While my primary career identification has remained as a psychologist (It makes answering the question “What do you do?” a whole lot easier!), the truth is I have always had multiple things that take up my time and make life interesting.
Besides practicing as a psychologist I have taught school, tutored others, bred reptiles (mostly snakes), earned a 5th degree black belt in Shaolin Kenpo, earned my Series 6 and life insurance licenses, managed and invested money for me and other members of my family (including preparing their income tax returns), been seriously involved in a nutritional MLM business, been the caretaker for my father, mother, and sister as they died, and with the help of my loving wife built a 1500 square foot home including electrical wiring, plumbing, and gas lines. And these are just the ones that have lasted for more than two years!

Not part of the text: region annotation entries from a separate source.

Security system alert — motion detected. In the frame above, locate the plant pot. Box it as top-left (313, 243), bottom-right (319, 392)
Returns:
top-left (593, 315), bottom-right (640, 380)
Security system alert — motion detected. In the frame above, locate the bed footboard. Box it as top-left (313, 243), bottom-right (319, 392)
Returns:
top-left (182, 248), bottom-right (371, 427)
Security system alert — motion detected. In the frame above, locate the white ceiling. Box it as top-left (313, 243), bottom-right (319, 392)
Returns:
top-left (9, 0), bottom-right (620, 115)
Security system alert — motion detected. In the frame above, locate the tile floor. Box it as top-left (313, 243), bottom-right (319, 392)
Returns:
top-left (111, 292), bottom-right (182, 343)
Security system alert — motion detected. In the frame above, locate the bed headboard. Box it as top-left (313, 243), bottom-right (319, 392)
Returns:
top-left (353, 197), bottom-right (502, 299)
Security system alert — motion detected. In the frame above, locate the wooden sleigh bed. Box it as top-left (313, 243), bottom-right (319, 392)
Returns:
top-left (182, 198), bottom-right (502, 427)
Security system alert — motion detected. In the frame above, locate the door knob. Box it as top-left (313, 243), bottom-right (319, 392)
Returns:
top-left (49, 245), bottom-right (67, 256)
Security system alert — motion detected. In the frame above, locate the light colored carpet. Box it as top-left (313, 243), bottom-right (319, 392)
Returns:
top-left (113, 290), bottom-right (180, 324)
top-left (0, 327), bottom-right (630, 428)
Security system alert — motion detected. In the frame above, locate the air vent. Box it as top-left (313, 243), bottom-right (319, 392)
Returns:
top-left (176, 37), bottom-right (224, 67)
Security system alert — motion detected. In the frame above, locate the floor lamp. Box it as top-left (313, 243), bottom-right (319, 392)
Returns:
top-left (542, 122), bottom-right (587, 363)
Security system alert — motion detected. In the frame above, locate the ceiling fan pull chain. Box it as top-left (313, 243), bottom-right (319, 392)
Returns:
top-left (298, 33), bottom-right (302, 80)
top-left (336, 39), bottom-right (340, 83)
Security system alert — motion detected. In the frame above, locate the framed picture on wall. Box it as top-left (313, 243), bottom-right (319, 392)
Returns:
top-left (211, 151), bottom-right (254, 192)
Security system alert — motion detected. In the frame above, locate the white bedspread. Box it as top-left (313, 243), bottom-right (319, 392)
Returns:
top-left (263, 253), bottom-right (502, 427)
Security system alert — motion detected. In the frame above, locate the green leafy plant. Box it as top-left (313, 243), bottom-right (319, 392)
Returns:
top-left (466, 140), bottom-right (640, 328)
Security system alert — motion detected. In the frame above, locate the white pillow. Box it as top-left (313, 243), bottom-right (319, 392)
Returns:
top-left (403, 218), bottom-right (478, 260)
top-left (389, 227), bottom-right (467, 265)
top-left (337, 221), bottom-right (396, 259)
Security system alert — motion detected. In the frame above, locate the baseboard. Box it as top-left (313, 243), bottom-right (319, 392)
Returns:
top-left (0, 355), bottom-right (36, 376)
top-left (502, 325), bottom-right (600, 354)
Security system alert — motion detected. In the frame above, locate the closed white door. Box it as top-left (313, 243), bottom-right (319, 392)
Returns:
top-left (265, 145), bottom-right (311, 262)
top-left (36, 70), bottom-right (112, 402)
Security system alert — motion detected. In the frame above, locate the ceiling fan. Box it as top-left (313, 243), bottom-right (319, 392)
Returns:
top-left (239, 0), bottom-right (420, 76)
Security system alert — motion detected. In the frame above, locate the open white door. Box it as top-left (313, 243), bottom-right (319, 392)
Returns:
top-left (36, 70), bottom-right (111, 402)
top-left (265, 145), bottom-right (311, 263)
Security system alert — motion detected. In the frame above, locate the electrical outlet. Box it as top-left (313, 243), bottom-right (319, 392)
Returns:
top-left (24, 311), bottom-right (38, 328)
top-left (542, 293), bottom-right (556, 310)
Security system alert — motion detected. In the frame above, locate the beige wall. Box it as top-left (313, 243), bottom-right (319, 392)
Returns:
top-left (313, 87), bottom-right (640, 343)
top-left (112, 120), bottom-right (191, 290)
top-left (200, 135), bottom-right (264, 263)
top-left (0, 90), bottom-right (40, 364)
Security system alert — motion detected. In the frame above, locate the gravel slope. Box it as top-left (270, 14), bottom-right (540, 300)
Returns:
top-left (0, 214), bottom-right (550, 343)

I used to worry that there was something wrong with me because I could not find one thing to stick to, one thing I could really commit. But the truth is commitment isn’t the issue, in fact if there is an issue it’s over-commitment to the things that fascinate me, and there is much that fascinates me. What I have discovered is that as long as something fascinates me it can pull me in and keep me engaged for a long time. When my fascination ends, so does my engagement.
And that is the Activity dilemma! Intense engagement followed by often abrupt changes of direction when interest flags. It creates quite a problem for many of the Activity folk I know unless they are able to recognize the source and take a “meta” stance with their careers and jobs.
Often when I coach someone with the Activity Perceptual Style the main focus of the coaching is to get them to accept this aspect of who they are. By this I mean to give up the complaint, “I can’t seem to figure out what I want to do in life.”, and get them to accept that moving from interest to interest is not a problem to be fixed, but a natural result of the way they perceive the world to be accepted and embraced.
This “meta” approach is often a challenge because of the fear of being seen as a dilettante. But if you feel a tingle of excitement about embracing the freedom to explore your many interests with impunity rather than with guilt or apology, I invite you to explore the possibility that you too are one of us!